Kathleen Johnson, SubterraneanRed (Mongrel Empire Press, 2012)
Kathleen Johnson’s Subterranean
Red treats of memory in the form of murmur and of snapshot. Like a
character in a gothic novel held captive by a ghostly lover, the poet is
haunted by a past she would rather escape and yet, despite herself, courts in
her imagination. This past is often evoked visibly in the series of family
photos that accompany the text, a technique reminiscent of Jeanetta Calhoun
Mish’s very successful Work is Love Made
Visible. Rather than bringing back the past, however, these pictures and
the poems which they accompany serve to remind the reader that what time has
broken can never again be made whole, that memory is always a matter of
arranging and rearranging the fragments. Remembering is imagining.
The theme of the past’s constant murmuring in the
consciousness of the poet is established in the collection’s first poem, “The
Apothecary of Minerva Best.” As throughout the book, memory presents itself as
both desirable and painful:
I’m
left with an ache as faint
and
elusive as the sound in
a
conch put to my ear.
The
ebb and flow now
no
more than a murmur
or
a memory.
The image of the conch summarizes well the way in which
memory is sought as a pleasure yet remains elusive and painful. Johnson adds to
this theme by the use of internal and occasional rhymes throughout the book.
The faint rhyming becomes a form of echo, of murmur. Take for example these
lines from “Three Generations of Cherokee Women: A Portrait,” in which she
describes her great-grandmother:
She’s
seen them come and seen them
go.
The stories she could tell
I’ll
never know. But her hands look like
they’ve
wrung a thousand chicken necks.
There is enough ghost of the iamb in these lines to accent
the rhyme of go and know, but the line breaks skillfully
work to half bury the rhyme. This effect is even more powerful in the beautifully
evocative “Wild Sand Plums”:
Roadside
sunflowers face the sun,
sway
in the wind.
Near
the cornfield, I bend
to
pick up a mottled feather.
The rhyme is of course both aural (wind and bend) and
visual, the figure in the poem bending in rhyme with the top-heavy sunflowers. Enacting
the way imagination constructs the past, the poem builds itself from echoes and
murmurs. Johnson’s poems are this carefully constructed throughout Subterranean Red.

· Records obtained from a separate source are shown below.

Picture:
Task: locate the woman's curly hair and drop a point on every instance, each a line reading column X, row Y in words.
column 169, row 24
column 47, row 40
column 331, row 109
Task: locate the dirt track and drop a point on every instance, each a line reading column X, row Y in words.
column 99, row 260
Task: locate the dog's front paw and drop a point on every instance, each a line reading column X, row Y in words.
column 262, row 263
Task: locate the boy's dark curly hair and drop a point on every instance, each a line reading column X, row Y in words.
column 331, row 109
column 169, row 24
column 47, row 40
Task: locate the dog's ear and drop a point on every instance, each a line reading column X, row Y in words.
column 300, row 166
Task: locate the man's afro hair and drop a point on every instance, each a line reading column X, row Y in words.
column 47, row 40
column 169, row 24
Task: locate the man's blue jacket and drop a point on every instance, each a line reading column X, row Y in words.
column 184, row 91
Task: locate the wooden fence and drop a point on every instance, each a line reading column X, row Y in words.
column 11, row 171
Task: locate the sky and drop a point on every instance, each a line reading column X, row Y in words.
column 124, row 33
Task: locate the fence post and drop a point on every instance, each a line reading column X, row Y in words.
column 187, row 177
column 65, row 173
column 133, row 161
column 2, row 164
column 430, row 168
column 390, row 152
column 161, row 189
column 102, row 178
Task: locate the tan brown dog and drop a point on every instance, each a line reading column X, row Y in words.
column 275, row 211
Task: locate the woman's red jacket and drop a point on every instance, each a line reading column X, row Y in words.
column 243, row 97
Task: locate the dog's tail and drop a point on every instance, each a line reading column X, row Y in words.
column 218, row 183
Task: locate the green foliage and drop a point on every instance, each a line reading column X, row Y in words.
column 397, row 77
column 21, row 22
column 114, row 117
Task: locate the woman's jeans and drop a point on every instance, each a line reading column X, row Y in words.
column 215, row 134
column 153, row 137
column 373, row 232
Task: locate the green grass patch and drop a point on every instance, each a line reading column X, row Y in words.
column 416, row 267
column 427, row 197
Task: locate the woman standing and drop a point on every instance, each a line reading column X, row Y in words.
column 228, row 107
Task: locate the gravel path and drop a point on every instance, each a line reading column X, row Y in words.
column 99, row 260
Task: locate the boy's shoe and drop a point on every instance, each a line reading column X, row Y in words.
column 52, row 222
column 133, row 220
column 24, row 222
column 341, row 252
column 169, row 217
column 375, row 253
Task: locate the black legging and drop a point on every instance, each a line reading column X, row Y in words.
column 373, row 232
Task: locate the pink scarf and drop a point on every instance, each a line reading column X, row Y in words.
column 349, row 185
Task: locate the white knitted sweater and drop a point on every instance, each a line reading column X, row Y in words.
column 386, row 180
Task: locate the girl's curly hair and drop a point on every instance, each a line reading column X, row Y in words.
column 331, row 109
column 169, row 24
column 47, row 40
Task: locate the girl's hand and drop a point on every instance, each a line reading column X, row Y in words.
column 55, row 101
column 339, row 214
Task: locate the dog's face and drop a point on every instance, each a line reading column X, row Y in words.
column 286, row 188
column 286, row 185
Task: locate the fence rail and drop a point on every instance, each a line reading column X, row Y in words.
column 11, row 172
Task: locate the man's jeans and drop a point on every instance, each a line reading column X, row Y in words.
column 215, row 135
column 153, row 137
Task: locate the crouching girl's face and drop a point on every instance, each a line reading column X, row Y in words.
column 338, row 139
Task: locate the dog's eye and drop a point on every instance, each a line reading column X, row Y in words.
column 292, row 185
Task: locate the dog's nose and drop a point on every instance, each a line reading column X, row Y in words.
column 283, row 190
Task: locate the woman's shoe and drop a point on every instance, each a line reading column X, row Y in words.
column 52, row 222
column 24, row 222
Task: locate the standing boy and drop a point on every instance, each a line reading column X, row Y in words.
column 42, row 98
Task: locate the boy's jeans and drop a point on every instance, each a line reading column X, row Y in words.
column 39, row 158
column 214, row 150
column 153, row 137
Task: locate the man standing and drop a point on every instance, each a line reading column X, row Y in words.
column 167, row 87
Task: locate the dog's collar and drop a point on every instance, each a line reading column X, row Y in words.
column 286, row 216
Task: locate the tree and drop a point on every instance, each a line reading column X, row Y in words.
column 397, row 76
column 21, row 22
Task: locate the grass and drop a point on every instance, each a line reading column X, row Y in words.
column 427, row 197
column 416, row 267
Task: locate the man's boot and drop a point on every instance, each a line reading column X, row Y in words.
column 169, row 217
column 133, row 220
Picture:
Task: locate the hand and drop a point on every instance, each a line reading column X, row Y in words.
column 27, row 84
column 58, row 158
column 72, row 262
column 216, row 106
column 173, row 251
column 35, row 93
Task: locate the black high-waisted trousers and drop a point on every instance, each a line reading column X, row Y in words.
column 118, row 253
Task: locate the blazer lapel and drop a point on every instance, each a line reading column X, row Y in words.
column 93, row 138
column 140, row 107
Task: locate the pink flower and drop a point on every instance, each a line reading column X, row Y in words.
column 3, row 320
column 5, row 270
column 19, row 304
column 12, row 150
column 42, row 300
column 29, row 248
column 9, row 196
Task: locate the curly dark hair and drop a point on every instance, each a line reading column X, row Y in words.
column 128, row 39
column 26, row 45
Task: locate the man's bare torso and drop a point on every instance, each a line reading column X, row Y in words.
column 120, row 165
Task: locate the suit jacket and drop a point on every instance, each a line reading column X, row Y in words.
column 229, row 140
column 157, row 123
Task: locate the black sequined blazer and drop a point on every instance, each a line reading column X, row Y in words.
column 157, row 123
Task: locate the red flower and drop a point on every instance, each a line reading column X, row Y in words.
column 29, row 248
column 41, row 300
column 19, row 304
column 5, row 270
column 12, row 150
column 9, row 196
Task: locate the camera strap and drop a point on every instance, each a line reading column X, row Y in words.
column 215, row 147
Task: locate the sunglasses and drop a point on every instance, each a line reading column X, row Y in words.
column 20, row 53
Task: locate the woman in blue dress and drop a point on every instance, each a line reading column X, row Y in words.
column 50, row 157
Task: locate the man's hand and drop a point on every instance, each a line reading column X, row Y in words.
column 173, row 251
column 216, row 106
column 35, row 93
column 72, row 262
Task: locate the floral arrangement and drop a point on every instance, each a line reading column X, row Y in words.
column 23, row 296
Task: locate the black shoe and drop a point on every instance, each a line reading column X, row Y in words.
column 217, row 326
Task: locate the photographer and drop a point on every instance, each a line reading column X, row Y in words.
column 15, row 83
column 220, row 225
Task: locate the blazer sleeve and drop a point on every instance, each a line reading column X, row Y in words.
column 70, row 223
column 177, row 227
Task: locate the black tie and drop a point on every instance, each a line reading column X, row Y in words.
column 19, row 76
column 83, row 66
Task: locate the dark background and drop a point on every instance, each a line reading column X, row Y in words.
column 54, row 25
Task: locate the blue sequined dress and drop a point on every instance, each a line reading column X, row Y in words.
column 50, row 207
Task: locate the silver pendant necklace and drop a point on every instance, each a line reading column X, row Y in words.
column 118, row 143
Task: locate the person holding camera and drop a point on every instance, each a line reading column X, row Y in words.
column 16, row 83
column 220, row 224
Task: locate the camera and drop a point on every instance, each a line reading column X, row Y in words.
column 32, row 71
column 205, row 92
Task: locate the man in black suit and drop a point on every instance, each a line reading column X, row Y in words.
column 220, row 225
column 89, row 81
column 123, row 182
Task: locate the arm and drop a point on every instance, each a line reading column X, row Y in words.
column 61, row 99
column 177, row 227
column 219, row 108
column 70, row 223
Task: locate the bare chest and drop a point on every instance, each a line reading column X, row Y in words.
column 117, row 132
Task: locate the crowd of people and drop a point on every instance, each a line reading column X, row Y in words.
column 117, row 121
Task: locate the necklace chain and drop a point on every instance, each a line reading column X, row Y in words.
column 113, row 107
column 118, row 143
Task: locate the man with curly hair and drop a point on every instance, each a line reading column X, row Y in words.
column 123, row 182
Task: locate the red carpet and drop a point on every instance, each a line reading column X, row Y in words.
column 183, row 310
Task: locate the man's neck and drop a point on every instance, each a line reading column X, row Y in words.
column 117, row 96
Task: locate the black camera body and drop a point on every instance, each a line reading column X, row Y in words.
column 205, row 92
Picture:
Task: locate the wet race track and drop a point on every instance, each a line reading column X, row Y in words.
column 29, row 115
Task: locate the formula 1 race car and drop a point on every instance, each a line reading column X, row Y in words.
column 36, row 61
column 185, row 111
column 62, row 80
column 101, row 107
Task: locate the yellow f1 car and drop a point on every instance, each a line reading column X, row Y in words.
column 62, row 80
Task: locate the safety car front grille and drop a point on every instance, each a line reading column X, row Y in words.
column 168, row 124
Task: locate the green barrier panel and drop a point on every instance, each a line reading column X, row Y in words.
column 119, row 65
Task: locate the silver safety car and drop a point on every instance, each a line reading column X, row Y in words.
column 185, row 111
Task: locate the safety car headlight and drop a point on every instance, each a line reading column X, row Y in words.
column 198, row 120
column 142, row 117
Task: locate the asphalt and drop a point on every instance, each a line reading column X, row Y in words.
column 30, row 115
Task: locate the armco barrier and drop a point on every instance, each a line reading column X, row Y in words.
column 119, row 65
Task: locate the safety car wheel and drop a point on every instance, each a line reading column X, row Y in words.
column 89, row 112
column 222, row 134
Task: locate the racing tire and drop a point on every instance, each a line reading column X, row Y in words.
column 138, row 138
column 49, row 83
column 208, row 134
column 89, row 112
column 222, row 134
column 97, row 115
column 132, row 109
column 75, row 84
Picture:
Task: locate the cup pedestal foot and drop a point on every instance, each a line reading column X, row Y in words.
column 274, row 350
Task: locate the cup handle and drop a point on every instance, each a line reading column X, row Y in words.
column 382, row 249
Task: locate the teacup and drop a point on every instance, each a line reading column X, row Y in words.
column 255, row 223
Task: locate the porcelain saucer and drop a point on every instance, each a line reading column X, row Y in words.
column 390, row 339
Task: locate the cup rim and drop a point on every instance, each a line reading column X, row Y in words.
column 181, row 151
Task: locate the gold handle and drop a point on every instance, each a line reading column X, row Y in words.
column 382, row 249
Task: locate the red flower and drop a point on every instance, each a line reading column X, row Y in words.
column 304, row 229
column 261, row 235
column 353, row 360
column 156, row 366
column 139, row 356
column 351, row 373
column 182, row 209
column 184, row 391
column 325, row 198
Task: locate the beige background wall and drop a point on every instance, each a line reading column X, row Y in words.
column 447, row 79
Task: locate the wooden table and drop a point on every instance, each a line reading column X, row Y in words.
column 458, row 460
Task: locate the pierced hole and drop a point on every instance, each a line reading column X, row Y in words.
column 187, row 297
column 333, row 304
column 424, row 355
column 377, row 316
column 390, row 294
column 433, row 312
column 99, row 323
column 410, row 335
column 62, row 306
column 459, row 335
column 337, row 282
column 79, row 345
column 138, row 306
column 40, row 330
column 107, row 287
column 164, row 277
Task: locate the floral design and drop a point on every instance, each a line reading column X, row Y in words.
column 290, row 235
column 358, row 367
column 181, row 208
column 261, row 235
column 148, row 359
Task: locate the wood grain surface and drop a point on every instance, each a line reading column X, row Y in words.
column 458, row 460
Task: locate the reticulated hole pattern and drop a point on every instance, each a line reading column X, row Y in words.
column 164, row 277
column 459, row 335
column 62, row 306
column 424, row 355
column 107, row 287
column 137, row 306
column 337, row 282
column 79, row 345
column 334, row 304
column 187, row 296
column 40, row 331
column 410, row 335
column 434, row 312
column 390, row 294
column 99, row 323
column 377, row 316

Many of the poems in this volume are written in the psychologically
frank fashion we have for over half a century now referred to as
“confessional,” but these poems nevertheless recognize, as does the best work
of Robert Lowell, the role of imagination in framing and shaping memory. The
accompanying photos rather than representing proof of a definitive past are
offered rather as self-conscious constructions of family history. At times, the
photos, like the poems, represent an effort to remake that history, as in
“Granddad Scott”:
On
my wall I keep a picture
so
I won’t remember him just as a cruel man:
in
a white dress and turned-up cap,
he
is a blue-eyed baby
grinning
on
his daddy’s lap.
At other times they are emblems of something more like
negative versions of Wordsworth’s “spots of time,” as in “Father’s Day”:
And
I realize that the line from my dream
has
something to do with
this
picture, that even in sleep I cannot
rest,
but must forever watch
him
falling off that fence,
falling
to pieces.
In both versions, be it dream or wakeful and willed effort,
the photo represents the activity of the poet’s imagination. The pictures, like
the poems, don’t capture the past: they shape it. As Johnson says in “Following
the Red Hills Home,” “the imagined is as real as the rest of it.” It is
Johnson’s sharp imagination, along with her artistic presentation and
self-consciousness, that keeps the poems about, for instance, her father’s
philandering from descending into the sort of cheap latter-day confessional
poetry that relies on shock and attitude rather than on craft and rumination.
In “Raven Mocker” Johnson gives us the raven as an image of,
among other things, poetic inspiration, something beautiful but also dark and
dangerous. Such a bird is a fitting mascot for these poems, alive to the point
of tense contact with death itself, earthly scavengers yet transcendent in
flight. Subterranean Red is a
poignant, powerful book of poems that will be reread for many years to come.